9-3 最高の救援
地面の傾きはますます急になっている。
「シン、みんな! すぐに何かに掴まれ!」
そこに、力強く、落ち着いた声が響く。聞き覚えのあるその声に、僕たちは反射的に近くの木々に手を伸ばした。次の瞬間、地面がさらに大きく傾き、崖のような急斜面へと変わった。足場のない教団員とイグナリス軍の兵士たちは、戸惑いの声を上げながら谷底へと転げ落ちていった。
そして――
「遅れてすまなかったな、シン」
その声の主が現れた瞬間、場の空気が一変したように感じた。グラヴィス・ノクターン――僕が憧れ、敬愛する英雄の姿がそこにあった。
彼は黒のタクティカルジャケットにスリムなダークグレーのパンツ、そして使い込まれた黒いブーツを履いている。手には指先の露出した革のグローブをつけ、手首にはノクターン家の紋章が刻まれた小さな飾りが光る。

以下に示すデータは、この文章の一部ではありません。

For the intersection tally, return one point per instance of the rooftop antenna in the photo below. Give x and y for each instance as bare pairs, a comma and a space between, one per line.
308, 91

戦いと長旅に耐えうる実用的なスタイルだが、その洗練された佇まいからは大人の落ち着きが漂っていた。
「グラヴィス……!」
思わず声を漏らした僕の胸に、熱いものが込み上げてきた。絶望の淵に立たされていた僕たちの前に、彼はまさに救世主として現れたのだ。

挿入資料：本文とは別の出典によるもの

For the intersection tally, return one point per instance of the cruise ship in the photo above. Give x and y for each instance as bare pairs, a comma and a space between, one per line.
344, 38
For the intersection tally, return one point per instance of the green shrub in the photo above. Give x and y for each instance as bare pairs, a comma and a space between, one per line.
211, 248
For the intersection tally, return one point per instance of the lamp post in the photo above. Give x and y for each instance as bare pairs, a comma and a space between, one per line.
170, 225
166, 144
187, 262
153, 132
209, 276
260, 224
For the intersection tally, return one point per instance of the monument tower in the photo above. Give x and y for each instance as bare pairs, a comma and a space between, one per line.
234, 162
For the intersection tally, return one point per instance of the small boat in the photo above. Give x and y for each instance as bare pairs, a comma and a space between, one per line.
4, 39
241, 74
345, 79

グラヴィスは周囲の状況を一瞥し、落ち着いた微笑を浮かべた。
「もっと早くお前たちを救いたかったが、少し手間取ってな。こんな状況になる前に来られればよかったんだが……」
彼は申し訳なさそうに微笑む。だがその笑顔の裏には、戦況を即座に理解し、冷静に対処する鋭さがある。

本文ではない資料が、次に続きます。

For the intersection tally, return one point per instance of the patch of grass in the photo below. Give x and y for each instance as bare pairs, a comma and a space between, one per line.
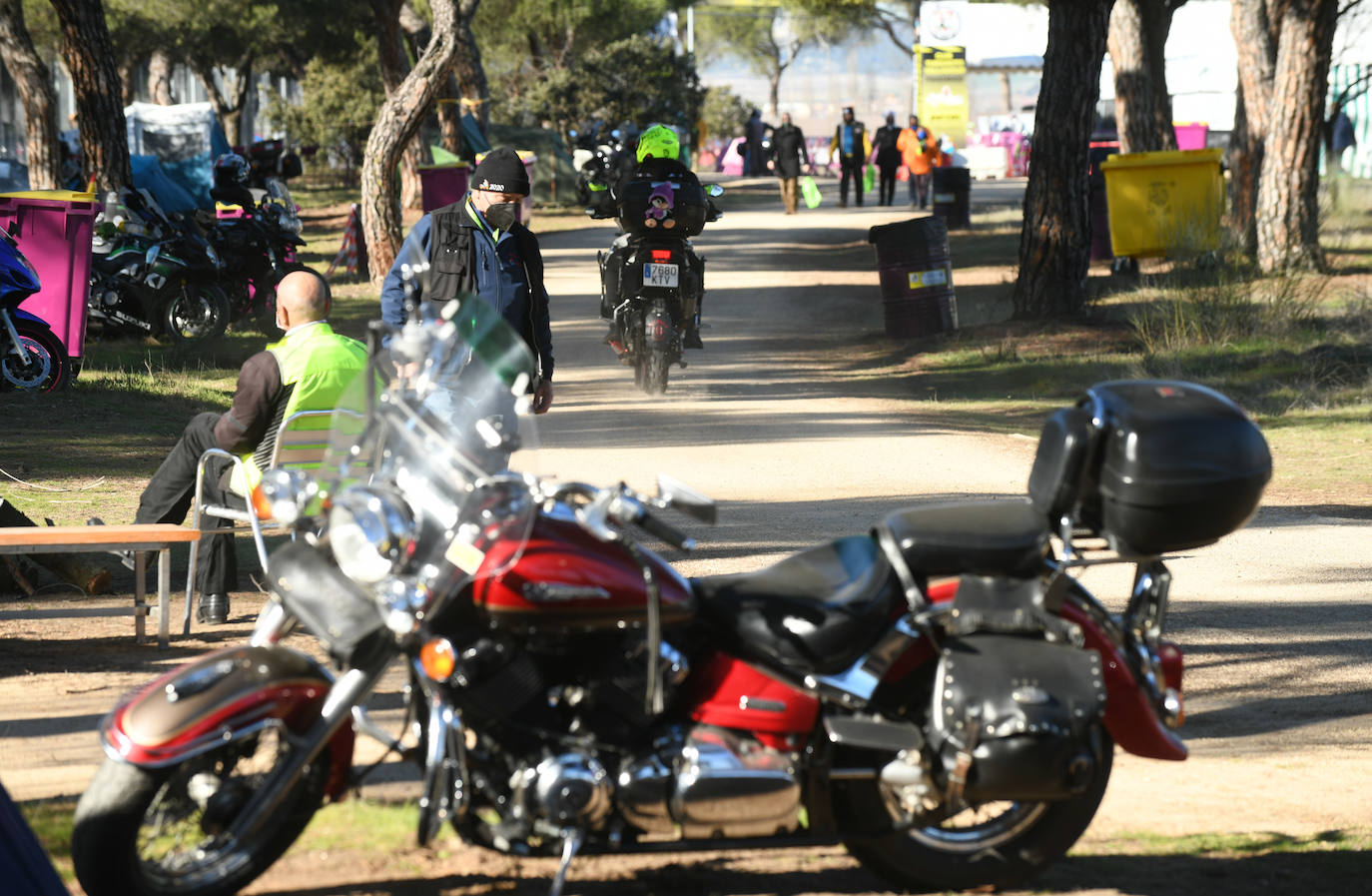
387, 829
355, 826
51, 822
1229, 845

その時、木々に捕まり落下から耐えていた教団員が、グラヴィスに向かって攻撃魔法を放ってきた。
ーー重力揺らぎーー
それを見逃さず、グラヴィスが両腕を広げると、周囲に見えない重力の揺らぎが広がった。
「空間が歪んでるみてえだ!」
エネルが声を上げる。重力波は教団員の放った魔法を跳ね返してそのまま広がっていった。傾いた地面の上で何とか落下から耐えていた教団員たちも、この波にさらわれ、なす術もなく転がり落ちていった。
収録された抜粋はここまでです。